Reports are gradually trickling in that, far from an improvement in any sense, IE7 is neither sufficiently standards-compliant to ignore the hacks everyone built for IE6, nor rewritten thoroughly to correct many of IE6’s problems, nor indeed written well enough to exclude the possibility of introducing many new bugs of its own. This was fine when you sort of expected every third website to look a mess; when site after site have used the same combination of established standards and IE6 workarounds to make their design work, it’s hard to stand against such an enormous body of HTML when one’s only excuses seem to be apathy, mediocre testing practices and a lack of talent.
The situation has been exacerbated even more by the arrival of the (more social than technological) movement loosely packaged together as Web 2.0. When sites are using AJAX, with all the concomitant dynamic and visual aspects, the possibility for problems arising from ignorance of standards multiply at each step through the AJAX workflow. How can IE7 possibly hope to enter such an arena unless it’s at the very least as standards-compliant as its competitors?
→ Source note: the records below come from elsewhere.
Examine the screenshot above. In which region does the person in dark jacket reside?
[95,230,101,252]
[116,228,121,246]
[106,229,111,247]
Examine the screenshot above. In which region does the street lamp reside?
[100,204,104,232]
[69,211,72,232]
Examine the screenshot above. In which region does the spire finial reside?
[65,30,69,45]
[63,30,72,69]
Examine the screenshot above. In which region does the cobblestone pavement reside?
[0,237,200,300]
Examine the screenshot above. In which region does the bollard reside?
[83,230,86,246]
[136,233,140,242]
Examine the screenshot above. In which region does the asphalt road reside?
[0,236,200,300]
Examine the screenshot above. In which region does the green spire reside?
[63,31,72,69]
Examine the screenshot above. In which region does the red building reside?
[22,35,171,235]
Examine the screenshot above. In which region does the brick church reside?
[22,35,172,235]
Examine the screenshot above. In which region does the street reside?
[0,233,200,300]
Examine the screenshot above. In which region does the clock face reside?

If people download IE7, and their Google Mail stops working, there’s a chance they’ll switch browsers. If they download IE7, and they can’t read their favourite sites, there’s a chance they’ll switch browsers. If all the non-Microsoft developers that Microsoft has suddenly noticed exist and have quietly amassed influence on a scale similar to, say, a multinational computer company, are rejecting much of the browser outright, there’s even a slim chance it might not even see the light of day as anything other than a beta product.
Wait: “permanent beta”? Finally, Microsoft seem to be embracing a tenet of the open, collaborative Web 2.0. This being Microsoft, they had to plump for the shittest of the principles on offer.